As we try to work out how Iranian citizens, activists, journalists, new media propagators, and politically conscious folks are using Twitter to converse about the Iranian election, we need to step back and think about some of the practices that are core to what’s taking place. One of these is retweeting, or the act of spreading a message along inside Twitter. Earlier this week, Scott Golder, Gilad Lotan, and I just finished a descriptive paper on retweeting as a conversational practice:
The purpose of this paper is simple. We wanted to explore retweeting as a conversational practice. In doing so, we highlight just how bloody messy retweeting is. Often, folks who are deeply embedded in the culture think that there are uniform syntax conventions, that everyone knows what they’re doing and agrees on how to do it. We found that this is blatantly untrue. When it comes to retweeting, things get messy. The 140 character constraints introduce new dynamics and people route around a potential limitation is unique ways. But this doesn’t mean that everything is honky dory. There are authorship issues and attribution issues. The fidelity of a message often gets corrupted as it spreads, revealing the ways in which retweeting has become the modern day incarnation of the “Telephone Game.”
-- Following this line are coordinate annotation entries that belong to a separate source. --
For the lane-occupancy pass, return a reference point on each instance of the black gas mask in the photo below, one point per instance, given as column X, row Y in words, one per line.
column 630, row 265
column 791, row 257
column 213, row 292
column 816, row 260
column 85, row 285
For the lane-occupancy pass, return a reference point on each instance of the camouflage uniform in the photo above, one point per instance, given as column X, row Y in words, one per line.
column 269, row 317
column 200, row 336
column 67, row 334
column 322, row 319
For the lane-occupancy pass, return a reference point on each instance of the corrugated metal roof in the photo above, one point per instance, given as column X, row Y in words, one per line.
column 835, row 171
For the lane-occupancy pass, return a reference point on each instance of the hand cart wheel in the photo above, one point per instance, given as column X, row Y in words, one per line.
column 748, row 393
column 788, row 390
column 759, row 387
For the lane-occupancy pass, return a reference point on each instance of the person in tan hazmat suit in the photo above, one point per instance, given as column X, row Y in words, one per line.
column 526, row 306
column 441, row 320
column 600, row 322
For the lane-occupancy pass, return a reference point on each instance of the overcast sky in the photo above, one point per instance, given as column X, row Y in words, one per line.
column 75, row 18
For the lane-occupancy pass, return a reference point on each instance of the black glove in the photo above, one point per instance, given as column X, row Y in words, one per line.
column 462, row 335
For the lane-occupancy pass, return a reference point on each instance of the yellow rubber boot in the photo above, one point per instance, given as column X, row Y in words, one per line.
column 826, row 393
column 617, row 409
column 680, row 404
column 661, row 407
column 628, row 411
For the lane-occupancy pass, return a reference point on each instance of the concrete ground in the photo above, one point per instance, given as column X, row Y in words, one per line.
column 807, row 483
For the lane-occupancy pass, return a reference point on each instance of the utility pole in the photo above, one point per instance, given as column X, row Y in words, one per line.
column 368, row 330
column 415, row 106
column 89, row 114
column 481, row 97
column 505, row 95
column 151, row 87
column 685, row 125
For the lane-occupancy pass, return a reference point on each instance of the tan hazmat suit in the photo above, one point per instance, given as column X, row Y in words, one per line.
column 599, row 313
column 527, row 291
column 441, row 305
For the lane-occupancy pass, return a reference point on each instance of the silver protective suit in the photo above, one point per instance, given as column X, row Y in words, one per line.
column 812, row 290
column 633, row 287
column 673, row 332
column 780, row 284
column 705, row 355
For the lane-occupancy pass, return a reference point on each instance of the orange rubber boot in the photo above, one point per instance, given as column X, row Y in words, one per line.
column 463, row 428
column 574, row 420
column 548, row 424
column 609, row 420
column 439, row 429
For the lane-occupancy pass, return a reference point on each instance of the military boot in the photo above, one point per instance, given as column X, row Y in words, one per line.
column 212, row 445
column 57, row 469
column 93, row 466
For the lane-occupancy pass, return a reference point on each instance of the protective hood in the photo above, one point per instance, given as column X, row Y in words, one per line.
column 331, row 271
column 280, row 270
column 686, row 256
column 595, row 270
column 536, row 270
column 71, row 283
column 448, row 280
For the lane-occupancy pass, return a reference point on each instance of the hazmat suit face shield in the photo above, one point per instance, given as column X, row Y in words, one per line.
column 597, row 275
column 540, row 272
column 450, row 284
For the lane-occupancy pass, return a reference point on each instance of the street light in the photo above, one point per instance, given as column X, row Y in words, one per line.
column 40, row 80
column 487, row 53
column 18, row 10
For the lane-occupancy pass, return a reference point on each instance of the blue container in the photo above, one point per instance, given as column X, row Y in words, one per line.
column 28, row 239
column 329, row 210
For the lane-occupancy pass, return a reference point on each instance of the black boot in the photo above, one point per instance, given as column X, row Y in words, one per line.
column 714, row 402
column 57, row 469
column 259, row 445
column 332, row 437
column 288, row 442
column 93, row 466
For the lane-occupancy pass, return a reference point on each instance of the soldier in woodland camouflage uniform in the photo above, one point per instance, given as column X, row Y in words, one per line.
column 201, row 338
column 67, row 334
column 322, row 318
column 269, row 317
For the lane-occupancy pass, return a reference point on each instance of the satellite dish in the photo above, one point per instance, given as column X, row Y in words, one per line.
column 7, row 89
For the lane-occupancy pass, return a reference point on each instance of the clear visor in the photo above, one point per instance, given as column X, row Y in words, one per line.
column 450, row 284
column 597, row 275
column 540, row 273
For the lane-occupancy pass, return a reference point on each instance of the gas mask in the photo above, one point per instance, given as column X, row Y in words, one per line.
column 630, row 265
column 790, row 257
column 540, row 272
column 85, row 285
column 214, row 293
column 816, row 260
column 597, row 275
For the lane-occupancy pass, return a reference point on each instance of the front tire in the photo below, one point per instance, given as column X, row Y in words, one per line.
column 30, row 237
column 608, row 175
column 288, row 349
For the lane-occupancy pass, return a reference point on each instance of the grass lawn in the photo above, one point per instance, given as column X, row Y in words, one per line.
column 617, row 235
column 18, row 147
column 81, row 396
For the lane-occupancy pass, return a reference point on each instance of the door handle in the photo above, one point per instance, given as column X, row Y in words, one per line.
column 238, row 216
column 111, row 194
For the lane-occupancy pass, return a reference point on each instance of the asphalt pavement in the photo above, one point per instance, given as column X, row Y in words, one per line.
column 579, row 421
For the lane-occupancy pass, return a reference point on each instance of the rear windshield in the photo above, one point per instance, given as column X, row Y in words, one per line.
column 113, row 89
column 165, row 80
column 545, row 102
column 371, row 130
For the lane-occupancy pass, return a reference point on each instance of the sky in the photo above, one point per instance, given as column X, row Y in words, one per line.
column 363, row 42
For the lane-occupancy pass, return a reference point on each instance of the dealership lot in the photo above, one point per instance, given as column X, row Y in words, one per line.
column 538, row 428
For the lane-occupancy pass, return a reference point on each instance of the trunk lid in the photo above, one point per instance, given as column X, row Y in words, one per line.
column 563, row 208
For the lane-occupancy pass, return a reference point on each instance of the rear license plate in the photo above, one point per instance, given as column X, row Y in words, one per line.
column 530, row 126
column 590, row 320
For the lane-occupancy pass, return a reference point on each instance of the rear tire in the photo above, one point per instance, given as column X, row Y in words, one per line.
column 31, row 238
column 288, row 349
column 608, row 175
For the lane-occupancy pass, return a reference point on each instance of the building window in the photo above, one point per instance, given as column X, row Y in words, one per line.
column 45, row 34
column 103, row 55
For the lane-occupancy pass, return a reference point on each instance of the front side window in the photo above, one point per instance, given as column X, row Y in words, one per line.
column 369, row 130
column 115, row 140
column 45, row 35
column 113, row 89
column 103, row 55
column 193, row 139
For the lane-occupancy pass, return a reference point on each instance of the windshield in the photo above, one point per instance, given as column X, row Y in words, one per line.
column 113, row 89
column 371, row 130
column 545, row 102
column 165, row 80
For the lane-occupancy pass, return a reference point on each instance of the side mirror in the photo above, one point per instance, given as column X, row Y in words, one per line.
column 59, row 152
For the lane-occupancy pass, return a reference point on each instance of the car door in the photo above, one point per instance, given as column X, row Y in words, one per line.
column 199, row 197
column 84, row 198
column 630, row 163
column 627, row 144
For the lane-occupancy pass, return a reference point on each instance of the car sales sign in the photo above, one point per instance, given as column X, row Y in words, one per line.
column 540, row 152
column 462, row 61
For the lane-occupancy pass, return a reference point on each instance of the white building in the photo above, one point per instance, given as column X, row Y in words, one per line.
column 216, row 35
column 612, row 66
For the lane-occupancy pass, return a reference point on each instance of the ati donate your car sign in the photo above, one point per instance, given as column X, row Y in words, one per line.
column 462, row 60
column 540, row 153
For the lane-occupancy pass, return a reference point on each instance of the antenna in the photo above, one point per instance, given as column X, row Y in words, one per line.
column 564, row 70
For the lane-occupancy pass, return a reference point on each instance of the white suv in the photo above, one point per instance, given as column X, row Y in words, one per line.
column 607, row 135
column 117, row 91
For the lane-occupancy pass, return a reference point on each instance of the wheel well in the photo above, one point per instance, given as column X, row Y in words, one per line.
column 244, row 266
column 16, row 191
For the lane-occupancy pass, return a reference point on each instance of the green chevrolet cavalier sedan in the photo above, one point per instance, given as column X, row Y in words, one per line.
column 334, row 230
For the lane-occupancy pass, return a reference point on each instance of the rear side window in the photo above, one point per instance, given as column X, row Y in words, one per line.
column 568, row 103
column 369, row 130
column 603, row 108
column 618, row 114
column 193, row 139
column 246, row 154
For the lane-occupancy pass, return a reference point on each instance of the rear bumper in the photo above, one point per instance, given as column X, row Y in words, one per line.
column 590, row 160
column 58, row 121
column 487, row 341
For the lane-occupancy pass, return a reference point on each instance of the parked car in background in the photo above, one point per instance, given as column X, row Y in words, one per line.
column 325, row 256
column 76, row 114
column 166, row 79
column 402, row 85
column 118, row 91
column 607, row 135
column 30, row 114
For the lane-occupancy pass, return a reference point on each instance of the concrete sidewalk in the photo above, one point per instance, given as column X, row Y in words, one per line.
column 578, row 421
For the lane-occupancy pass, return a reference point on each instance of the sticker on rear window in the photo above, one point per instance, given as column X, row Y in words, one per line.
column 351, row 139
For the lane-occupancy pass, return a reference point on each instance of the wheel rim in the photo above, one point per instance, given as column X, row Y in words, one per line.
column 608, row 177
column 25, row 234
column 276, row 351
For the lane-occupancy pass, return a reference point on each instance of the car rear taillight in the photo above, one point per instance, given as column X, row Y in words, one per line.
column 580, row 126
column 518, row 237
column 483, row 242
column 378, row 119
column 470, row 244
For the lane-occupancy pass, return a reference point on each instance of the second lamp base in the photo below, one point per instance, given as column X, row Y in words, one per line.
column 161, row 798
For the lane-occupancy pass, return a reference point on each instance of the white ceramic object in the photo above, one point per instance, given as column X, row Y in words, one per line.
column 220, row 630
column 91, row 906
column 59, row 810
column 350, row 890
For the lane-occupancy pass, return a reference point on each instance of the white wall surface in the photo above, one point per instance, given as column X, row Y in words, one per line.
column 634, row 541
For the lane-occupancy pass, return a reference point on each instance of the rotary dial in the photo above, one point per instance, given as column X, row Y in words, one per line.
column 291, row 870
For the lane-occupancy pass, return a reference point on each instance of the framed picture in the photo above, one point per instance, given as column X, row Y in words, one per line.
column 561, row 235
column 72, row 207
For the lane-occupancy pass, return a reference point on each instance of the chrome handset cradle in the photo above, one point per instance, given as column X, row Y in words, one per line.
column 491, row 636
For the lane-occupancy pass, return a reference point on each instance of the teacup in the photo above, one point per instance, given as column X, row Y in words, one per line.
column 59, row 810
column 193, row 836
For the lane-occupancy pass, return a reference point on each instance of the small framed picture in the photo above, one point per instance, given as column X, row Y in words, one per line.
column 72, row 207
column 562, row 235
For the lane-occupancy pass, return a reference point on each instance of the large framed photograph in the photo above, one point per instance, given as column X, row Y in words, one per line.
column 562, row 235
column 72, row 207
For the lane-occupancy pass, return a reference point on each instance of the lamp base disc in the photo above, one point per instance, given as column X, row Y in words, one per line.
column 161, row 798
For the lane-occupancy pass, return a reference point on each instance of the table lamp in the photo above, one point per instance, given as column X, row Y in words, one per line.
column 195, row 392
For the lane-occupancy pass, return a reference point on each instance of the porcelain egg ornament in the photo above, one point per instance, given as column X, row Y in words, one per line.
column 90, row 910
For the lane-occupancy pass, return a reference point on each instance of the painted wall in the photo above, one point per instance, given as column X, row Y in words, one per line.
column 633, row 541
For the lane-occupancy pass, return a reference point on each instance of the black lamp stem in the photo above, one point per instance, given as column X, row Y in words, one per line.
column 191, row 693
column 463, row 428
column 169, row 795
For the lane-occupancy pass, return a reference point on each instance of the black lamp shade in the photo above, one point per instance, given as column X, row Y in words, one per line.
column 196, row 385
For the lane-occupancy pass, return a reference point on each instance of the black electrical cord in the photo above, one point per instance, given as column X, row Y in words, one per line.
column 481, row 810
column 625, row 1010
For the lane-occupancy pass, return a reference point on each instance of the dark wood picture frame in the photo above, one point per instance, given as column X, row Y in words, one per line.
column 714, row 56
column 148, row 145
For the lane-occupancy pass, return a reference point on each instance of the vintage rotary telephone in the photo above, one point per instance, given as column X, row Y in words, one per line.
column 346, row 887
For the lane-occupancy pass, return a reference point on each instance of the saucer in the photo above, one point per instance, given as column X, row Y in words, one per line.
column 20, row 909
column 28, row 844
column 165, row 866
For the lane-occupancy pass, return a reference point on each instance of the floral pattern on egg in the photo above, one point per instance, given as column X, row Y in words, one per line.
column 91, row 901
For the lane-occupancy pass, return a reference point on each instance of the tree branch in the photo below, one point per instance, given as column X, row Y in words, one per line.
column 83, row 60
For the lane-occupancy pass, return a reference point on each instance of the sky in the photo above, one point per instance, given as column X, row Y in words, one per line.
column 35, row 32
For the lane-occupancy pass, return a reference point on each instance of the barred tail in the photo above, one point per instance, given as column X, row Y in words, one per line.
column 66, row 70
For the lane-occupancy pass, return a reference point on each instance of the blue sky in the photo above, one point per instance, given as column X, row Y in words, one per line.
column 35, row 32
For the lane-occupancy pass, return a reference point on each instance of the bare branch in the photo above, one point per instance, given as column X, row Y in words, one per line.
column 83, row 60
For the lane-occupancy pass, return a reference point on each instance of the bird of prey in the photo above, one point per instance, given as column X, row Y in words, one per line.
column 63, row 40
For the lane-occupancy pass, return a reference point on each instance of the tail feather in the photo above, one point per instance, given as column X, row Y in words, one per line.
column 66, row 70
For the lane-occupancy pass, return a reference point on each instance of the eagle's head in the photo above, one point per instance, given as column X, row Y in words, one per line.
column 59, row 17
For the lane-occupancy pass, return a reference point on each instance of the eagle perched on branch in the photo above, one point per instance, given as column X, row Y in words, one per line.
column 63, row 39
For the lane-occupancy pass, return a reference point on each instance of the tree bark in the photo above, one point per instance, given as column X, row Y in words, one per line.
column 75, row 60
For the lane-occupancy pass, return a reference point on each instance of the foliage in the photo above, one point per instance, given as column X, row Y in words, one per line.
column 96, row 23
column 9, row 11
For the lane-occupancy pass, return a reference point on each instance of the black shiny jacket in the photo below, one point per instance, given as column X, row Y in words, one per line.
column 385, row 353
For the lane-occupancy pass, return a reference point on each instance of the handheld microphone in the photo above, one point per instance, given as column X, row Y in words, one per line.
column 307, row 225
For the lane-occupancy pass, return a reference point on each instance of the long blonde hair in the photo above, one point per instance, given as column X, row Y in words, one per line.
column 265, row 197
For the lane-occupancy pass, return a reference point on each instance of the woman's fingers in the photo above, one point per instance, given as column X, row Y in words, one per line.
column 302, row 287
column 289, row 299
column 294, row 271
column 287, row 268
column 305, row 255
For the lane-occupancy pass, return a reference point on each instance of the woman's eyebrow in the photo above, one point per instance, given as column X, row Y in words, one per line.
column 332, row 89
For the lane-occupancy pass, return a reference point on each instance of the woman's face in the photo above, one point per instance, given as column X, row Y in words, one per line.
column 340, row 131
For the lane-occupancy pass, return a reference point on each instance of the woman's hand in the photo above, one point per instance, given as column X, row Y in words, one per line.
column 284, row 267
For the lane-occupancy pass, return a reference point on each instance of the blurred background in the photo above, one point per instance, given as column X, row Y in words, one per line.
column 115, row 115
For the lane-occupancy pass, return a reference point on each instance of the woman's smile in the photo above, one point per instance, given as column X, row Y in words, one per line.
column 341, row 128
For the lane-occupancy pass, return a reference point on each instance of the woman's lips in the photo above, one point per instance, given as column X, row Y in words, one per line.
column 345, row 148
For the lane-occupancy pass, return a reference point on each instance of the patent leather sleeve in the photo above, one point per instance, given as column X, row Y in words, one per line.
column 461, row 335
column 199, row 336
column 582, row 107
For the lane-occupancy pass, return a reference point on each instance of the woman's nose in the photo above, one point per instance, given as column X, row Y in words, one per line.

This paper is currently under review in an academic setting, but we’re making it available for public commentary and critique. Also, given how confused folks are in the public and mainstream media, we felt that getting this out sooner rather than later might be helpful in clearing up some myths about what’s going on. Retweeting is core to information dissemination on Twitter but how it’s unfolding is more complex than many believe.
Please enjoy! And we welcome any and all feedback!